Sophie Bulkin, who wears a small necklace with the words of the Shema, a Jewish proclamation of faith, in Hebrew and English, said such sartorial displays are a way to honor “what all these people who have died for my religion have done for me in the past.”

Franky Bernstein wears a star necklace that belonged to his paternal grandfather.Credit…Amir Hamja/The New York Times
Adam Eli often wears his star necklace with a pink skullcap.Credit…Amir Hamja/The New York Times

Adam Eli, 33, a Jewish writer in Manhattan who wears a kipa and a Star of David necklace, said that when he has felt uncomfortable wearing either in public, he has sometimes taken off the kipa and slipped the jewelry inside his shirt. “The discomfort of wearing Judaica in public is not the same for all Jews,” he said. “I have privilege that some Orthodox Jews and some people who are more visibly Jewish than me don’t.”

Mr. Eli, who is queer, said he often wears a pink skullcap. “One of the first places I wore it was at the Muslim ban protests” after Donald Trump was elected, he said.

Franky Bernstein, 30, a Jewish influencer in Manhattan who has social media accounts called Nice Jewish, said wearing his two Star of David necklaces has become more important than ever to him. He received one from his mother, who died last December, and the other belonged to his paternal grandfather. He added that he was recently approached on the street by a man who said he had started wearing a star necklace after seeing Mr. Bernstein wearing his in social media posts.

Sarah Schecker, a producer in Brooklyn who was in Israel on Oct. 7, described her star necklace as a display of fortitude. Ms. Schecker, 26, said wearing it also gives her a “sense of camaraderie.”

In addition to her star, she often wears a necklace that says “oy vey” from the label Susan Alexandra. Ms. Schecker said she chose a necklace with that Yiddish phrase because Jews have a history of perseverance through struggles. “I feel like ‘oy vey’ is kind of the embodiment of that,” she said.

Susan Korn, 38, the founder of Susan Alexandra, said she has seen an uptick in sales of her jewelry and other Judaica since the start of the war. “People are willing to boldly be who they are,” she said. “We see that across religions, we see that across identities.”

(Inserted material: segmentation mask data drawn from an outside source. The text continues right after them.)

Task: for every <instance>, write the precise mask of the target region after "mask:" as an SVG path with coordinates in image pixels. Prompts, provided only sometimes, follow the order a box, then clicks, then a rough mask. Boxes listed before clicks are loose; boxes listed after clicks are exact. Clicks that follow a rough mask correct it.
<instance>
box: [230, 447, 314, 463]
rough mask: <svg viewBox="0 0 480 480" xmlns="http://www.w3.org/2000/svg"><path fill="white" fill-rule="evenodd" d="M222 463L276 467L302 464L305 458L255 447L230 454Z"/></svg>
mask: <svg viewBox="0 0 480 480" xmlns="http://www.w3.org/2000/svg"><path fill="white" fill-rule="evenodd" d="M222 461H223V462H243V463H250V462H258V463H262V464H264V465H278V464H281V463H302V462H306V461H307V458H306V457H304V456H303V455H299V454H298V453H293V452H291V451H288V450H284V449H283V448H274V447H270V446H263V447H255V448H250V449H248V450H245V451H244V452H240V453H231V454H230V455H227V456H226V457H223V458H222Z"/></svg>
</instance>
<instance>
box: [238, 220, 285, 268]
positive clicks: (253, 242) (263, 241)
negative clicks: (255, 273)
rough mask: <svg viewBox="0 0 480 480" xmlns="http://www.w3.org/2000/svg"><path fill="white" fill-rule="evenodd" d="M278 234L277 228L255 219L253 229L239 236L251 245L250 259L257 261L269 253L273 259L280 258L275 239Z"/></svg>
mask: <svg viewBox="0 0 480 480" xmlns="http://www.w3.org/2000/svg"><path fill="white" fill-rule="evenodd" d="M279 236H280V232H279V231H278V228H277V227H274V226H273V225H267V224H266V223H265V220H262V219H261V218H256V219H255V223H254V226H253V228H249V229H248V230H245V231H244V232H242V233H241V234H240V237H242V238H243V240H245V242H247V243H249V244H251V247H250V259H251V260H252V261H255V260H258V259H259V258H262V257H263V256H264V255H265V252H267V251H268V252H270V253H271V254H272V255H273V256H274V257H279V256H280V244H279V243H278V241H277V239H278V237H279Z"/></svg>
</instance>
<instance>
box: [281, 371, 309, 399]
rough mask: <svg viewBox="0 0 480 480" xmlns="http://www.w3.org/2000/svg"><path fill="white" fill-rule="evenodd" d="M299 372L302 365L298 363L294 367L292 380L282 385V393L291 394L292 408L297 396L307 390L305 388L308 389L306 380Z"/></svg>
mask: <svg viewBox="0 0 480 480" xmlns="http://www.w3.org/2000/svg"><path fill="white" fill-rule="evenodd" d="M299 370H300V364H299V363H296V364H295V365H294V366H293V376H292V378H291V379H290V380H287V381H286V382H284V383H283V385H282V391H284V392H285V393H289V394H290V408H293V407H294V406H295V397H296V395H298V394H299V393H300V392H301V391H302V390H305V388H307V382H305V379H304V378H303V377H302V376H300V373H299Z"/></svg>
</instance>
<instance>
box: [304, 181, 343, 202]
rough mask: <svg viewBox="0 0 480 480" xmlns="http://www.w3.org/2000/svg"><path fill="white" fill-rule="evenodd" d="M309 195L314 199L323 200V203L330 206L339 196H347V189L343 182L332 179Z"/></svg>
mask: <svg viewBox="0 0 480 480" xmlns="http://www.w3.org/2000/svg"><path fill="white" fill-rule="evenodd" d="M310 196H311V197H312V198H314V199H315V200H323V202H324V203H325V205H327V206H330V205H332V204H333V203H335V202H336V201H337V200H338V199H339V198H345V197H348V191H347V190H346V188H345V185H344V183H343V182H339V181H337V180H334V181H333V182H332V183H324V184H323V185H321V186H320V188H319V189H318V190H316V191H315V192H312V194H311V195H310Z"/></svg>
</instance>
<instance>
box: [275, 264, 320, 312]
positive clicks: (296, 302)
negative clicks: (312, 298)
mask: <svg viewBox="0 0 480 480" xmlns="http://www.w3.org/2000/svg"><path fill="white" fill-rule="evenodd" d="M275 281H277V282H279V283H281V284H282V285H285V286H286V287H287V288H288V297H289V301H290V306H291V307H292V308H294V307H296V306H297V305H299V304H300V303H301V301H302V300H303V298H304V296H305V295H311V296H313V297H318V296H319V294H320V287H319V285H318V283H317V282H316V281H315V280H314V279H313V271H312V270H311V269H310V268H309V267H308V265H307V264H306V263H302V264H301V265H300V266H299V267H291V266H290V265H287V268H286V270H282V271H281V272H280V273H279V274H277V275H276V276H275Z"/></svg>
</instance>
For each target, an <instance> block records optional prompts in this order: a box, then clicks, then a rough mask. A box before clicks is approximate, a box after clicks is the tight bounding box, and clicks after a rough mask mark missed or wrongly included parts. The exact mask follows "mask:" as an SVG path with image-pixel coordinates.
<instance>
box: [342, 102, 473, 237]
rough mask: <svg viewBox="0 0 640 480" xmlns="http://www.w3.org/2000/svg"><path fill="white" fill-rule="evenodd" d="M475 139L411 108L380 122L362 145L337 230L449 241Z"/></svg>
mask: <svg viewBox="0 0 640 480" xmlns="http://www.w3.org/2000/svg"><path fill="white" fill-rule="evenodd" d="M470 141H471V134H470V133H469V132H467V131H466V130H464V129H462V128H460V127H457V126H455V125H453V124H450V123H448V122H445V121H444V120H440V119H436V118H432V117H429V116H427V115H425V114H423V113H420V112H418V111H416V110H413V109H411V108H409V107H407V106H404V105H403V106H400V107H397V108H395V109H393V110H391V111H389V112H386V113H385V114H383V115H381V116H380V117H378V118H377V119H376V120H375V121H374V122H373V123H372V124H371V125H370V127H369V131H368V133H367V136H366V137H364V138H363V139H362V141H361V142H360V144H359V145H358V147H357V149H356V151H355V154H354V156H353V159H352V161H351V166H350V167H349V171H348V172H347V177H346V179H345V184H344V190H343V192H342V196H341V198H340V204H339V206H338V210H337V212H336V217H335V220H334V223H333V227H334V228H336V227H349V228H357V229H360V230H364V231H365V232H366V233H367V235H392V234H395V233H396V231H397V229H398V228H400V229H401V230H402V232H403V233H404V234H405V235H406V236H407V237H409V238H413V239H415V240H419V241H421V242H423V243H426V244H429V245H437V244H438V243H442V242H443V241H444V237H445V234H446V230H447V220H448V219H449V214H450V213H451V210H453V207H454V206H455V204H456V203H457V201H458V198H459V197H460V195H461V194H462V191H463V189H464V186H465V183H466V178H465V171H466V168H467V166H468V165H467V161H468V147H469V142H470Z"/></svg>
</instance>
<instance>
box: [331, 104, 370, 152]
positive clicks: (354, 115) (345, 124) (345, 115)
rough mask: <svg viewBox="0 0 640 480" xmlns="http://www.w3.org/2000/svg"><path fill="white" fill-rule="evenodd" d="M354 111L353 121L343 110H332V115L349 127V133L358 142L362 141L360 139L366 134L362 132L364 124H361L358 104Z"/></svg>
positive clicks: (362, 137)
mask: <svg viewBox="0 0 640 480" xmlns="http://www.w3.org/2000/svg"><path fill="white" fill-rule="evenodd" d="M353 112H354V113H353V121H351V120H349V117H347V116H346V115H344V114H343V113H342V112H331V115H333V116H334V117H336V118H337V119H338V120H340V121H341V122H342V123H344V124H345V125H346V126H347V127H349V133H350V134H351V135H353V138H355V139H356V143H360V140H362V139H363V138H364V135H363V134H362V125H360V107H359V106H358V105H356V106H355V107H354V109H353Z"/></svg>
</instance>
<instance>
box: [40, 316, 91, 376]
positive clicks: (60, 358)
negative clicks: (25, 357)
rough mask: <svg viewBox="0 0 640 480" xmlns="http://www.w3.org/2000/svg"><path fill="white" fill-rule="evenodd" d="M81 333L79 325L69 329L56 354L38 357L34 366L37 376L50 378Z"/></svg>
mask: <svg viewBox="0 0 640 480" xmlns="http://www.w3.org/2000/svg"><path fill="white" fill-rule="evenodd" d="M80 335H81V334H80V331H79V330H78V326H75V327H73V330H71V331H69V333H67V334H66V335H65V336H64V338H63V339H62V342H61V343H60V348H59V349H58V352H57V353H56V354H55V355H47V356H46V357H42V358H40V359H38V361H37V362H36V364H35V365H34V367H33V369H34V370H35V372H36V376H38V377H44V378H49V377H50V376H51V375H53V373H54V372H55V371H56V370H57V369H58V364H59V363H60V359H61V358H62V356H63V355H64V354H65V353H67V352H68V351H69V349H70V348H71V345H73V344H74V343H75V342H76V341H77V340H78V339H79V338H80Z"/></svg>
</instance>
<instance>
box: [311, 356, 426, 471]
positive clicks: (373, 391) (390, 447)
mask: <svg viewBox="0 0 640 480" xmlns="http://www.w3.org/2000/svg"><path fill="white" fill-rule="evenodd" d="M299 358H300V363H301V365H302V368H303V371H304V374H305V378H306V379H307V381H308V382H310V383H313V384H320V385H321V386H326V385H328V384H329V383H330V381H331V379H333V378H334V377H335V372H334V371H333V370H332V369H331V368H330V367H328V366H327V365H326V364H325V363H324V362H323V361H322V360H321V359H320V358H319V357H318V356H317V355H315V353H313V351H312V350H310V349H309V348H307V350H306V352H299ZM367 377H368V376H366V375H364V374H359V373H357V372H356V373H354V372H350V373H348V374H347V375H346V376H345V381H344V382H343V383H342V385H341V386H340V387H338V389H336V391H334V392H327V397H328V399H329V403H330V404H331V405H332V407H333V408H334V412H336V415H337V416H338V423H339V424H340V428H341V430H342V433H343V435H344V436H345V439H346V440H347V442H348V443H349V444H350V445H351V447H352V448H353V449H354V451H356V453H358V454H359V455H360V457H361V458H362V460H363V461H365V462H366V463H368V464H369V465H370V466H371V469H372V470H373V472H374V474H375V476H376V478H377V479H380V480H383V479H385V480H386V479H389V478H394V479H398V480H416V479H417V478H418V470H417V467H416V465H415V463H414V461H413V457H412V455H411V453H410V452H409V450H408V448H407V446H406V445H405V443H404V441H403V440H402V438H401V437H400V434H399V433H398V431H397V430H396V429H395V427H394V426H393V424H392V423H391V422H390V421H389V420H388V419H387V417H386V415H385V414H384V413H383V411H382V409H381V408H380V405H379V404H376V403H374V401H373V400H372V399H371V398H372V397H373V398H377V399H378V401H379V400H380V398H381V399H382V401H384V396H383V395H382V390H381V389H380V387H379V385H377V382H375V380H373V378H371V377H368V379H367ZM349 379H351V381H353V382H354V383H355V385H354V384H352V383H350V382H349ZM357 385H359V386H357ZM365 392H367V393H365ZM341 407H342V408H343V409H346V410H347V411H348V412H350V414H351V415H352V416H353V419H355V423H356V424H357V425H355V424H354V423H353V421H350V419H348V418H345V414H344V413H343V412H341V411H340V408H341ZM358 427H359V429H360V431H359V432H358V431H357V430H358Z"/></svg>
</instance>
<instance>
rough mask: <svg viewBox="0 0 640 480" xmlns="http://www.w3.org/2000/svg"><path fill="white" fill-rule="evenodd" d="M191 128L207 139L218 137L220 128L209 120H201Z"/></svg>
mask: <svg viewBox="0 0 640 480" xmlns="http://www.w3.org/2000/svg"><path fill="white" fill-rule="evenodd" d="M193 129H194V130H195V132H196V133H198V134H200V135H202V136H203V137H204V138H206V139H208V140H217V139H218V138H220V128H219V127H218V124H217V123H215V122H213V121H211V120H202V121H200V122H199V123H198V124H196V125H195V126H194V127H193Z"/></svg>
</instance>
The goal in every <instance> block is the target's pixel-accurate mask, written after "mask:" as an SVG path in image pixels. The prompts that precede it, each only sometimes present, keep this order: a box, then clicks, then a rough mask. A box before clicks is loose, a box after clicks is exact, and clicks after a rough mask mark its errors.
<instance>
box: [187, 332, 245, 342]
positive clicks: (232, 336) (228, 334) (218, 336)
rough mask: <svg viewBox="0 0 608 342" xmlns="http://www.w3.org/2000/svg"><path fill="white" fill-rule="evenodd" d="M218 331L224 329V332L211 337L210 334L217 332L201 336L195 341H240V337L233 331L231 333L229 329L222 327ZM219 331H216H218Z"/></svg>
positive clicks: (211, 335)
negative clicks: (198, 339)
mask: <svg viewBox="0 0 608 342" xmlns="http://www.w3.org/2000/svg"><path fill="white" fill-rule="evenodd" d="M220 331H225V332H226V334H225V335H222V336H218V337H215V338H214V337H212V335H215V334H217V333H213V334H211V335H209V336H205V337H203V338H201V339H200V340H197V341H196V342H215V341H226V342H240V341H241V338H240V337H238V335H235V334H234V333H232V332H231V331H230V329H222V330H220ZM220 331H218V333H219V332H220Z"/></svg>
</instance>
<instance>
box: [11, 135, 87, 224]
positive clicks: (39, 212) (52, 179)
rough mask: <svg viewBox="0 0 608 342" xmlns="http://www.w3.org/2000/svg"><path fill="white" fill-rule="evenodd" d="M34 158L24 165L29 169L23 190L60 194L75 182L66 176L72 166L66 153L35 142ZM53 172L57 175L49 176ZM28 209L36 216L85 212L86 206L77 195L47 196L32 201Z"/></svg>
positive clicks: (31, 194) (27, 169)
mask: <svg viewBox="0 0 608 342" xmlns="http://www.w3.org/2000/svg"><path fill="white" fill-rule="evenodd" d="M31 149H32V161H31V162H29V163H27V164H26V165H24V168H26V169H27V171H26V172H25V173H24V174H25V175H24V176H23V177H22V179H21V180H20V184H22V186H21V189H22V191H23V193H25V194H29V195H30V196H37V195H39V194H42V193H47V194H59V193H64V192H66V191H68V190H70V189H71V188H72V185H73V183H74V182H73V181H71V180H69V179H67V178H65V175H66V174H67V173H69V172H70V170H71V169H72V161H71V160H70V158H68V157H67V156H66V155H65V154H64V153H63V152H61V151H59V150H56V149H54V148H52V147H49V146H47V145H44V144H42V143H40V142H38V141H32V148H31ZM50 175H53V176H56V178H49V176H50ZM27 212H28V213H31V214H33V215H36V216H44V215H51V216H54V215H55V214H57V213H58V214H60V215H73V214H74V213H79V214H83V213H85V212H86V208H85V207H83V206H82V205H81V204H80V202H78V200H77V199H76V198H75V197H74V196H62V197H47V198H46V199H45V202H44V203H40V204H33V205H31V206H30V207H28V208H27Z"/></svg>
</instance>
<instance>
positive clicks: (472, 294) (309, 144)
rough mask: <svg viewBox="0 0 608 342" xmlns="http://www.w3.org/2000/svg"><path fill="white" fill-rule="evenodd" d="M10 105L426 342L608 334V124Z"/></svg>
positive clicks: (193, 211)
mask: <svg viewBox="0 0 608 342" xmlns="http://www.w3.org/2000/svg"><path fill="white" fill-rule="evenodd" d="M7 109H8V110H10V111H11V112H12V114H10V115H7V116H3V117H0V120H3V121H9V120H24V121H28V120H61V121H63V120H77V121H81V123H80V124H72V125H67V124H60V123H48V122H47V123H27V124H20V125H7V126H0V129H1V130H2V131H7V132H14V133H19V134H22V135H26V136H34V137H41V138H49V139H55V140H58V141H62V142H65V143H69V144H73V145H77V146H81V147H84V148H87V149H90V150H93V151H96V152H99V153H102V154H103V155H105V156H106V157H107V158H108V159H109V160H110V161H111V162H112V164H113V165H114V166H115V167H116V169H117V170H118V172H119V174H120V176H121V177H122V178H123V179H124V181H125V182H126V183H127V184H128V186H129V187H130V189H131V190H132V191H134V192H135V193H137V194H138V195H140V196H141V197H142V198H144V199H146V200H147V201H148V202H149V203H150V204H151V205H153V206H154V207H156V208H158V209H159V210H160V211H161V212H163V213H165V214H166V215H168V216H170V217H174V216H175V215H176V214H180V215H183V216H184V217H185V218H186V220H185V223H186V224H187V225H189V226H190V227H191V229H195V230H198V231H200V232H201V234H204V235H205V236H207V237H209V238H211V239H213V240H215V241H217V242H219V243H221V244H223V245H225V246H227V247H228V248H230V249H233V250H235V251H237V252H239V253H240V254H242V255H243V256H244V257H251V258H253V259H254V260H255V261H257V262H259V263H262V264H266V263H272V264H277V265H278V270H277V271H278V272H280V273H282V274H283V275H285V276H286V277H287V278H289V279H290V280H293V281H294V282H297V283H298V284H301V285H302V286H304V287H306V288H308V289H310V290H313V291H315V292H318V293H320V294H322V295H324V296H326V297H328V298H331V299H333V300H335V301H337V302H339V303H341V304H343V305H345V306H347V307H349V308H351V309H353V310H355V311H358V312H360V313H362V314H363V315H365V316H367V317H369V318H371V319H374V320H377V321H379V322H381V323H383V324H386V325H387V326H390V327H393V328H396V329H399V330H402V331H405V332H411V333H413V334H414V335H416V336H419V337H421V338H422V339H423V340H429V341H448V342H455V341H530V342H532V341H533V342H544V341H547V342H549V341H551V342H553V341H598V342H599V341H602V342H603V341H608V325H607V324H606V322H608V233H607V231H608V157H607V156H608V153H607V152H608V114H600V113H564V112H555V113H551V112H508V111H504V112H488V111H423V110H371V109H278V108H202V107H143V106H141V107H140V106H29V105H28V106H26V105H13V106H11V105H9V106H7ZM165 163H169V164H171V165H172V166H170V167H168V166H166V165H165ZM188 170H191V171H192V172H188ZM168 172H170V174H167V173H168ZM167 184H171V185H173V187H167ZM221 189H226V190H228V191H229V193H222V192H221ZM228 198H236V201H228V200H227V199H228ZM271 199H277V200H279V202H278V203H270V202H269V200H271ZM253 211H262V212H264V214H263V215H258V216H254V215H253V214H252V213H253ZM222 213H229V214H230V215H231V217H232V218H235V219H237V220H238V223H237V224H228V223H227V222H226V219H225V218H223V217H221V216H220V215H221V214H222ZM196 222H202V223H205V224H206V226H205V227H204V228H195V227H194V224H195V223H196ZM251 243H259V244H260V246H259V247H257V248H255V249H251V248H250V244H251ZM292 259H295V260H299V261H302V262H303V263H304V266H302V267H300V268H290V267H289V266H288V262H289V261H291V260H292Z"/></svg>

Stephanie Gottlieb, a jewelry designer in New York, said sales of her Star of David necklaces have also spiked recently. She said she made the pieces, which were introduced this year, as a response to antisemitism.

Mrs. Gottlieb, 36, said that some customers have recently requested star bracelets because they are more discreet. “There is a fear factor,” she said of wearing Judaica. “But I think there’s something to be said about having it close to you.”

Moishe Holleb, a writer in Brooklyn who has a small Star of David earring, said he has worn it to recent demonstrations denouncing Israel’s military campaign in Gaza. He wears a kipa every day, he added, and often wears tzitzit.

Being visibly Jewish “feels powerful and important right now,” Mr. Holleb, 34, said. “I’ve never felt more in Jewish community than at these protests.”